# New Afroman....



## boooky (Feb 22, 2008)

The new Afroman album is by far the new jammy jam Go get it everybody needs it

EDIT: "Waiting to inhale" is the name of the album for you download junkies.


----------



## [email protected] (Feb 22, 2008)

Good call posting the album name, i haven't bought an album since 1999.
I have a T-shirt i consider to be my penance it says "I Steal From The Internet"
As a side not have you heard his christmas album? it's called "A Colt 45 Christmas (2006) Its funny as hell


----------



## boooky (Feb 22, 2008)

[email protected] said:


> As a side not have you heard his christmas album? it's called "A Colt 45 Christmas (2006) Its funny as hell


No but im about to...If I could figure out how to download shit gotta tell my girl to do it. If I break it she breaks me or wont cook or somthing and taco bell doesnt sound opealing. What happen to type in the song name and download it? Its all download do this that a little seeman there and cha there it is your song.


----------



## [email protected] (Feb 23, 2008)

booky, try using Bititorrent, go download a program called Bitcommet, set it up and make a small change to your router, (instructions are all over the net) from there you download a small file from a website, (i like Download music, movies, games, software! The Pirate Bay - The world's largest BitTorrent tracker ) 
open that small file with bitcommet and bitcomet automatically goes and gets it for ya, it's fast and works great. let me know if you need help


----------



## ladodgers42012 (Feb 23, 2008)

afro back again? oh no. thats great.


----------



## boooky (Feb 23, 2008)

[email protected] said:


> booky, try using Bititorrent, go download a program called Bitcommet, set it up and make a small change to your router, (instructions are all over the net) from there you download a small file from a website, (i like Download music, movies, games, software! The Pirate Bay - The world's largest BitTorrent tracker )
> open that small file with bitcommet and bitcomet automatically goes and gets it for ya, it's fast and works great. let me know if you need help


Thanks dude


----------



## TEUFELHuNDEN420 (Feb 23, 2008)

dude, the greatest song Afroman made was 'Don't grab my keys when the party's over, I drive better drunk than you do sober...' that shit is some comedy, i always listen to that song when im fuckin ssssmmmmaaaaaashed driving around.


----------



## [email protected] (Feb 24, 2008)

TEUFELHuNDEN420 said:


> dude, the greatest song Afroman made was 'Don't grab my keys when the party's over, I drive better drunk than you do sober...' that shit is some comedy, i always listen to that song when im fuckin ssssmmmmaaaaaashed driving around.

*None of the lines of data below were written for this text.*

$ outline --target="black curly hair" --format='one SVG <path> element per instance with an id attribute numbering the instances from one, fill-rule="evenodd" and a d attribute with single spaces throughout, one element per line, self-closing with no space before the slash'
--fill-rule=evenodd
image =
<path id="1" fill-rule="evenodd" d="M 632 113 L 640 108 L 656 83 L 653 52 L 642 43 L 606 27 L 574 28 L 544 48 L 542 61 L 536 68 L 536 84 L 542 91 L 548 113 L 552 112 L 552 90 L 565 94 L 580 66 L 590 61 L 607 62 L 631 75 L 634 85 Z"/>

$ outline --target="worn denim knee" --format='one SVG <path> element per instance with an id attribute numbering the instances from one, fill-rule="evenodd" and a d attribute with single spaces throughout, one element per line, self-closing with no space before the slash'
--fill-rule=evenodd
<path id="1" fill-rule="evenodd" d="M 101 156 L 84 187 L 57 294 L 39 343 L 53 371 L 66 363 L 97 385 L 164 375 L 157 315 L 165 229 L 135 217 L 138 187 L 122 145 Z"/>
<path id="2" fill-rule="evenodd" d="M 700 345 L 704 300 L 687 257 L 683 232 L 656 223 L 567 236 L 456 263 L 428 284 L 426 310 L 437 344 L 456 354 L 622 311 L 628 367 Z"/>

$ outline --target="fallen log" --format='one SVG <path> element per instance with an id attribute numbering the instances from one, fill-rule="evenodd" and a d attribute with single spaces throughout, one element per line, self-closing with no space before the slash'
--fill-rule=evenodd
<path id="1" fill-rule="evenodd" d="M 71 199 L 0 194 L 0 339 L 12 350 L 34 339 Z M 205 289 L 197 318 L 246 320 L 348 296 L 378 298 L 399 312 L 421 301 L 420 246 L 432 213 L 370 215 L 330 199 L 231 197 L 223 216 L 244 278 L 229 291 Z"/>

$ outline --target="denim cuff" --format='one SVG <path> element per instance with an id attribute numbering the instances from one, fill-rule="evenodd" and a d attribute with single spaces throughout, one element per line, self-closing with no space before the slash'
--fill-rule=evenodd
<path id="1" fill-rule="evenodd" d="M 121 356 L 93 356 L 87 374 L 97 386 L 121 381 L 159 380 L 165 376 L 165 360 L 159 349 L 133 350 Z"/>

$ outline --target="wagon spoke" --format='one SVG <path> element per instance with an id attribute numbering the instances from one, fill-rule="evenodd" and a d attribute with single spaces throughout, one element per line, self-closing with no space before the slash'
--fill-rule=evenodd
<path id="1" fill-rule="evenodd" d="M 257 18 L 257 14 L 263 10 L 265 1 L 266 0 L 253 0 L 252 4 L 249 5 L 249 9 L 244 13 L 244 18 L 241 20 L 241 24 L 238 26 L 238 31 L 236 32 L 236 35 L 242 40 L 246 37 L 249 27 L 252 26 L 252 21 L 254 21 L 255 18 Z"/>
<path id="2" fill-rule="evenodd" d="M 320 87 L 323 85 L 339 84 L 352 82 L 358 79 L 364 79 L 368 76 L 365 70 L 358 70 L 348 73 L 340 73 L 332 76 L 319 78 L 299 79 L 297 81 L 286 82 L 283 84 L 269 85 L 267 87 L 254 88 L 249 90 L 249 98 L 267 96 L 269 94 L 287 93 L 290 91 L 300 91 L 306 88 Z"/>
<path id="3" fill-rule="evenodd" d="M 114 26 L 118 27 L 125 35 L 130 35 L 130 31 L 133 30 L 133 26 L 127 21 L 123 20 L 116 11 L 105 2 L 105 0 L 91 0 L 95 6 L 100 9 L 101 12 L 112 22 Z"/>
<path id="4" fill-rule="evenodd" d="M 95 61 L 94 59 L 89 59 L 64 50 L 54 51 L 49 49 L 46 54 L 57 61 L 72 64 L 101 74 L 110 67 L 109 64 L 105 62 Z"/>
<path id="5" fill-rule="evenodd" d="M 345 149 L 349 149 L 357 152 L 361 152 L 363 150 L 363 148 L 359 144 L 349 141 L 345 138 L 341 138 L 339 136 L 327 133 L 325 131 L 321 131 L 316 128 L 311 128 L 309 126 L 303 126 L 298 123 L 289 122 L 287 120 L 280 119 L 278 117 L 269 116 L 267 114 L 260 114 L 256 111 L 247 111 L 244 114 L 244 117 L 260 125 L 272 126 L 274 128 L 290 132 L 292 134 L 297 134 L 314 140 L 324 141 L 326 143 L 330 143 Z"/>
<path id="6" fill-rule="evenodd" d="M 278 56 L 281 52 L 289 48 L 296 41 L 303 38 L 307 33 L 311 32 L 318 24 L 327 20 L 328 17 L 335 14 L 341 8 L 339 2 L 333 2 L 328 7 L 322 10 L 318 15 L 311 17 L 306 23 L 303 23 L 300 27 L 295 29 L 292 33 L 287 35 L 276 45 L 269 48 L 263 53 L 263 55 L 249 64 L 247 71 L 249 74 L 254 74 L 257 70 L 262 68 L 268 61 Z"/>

Was that a song title? or just a lyric, and if so what song?


----------



## FilthyFletch (Feb 24, 2008)

yup bitcomet is the way to go not traceable..make sure to hide your folders you dont wanna share or your tax info and credit cards will be downloadable to anyone using it..I forgot about afroman for a minute..whos next to survace Coo Coo Cal from Milwaukee lol


----------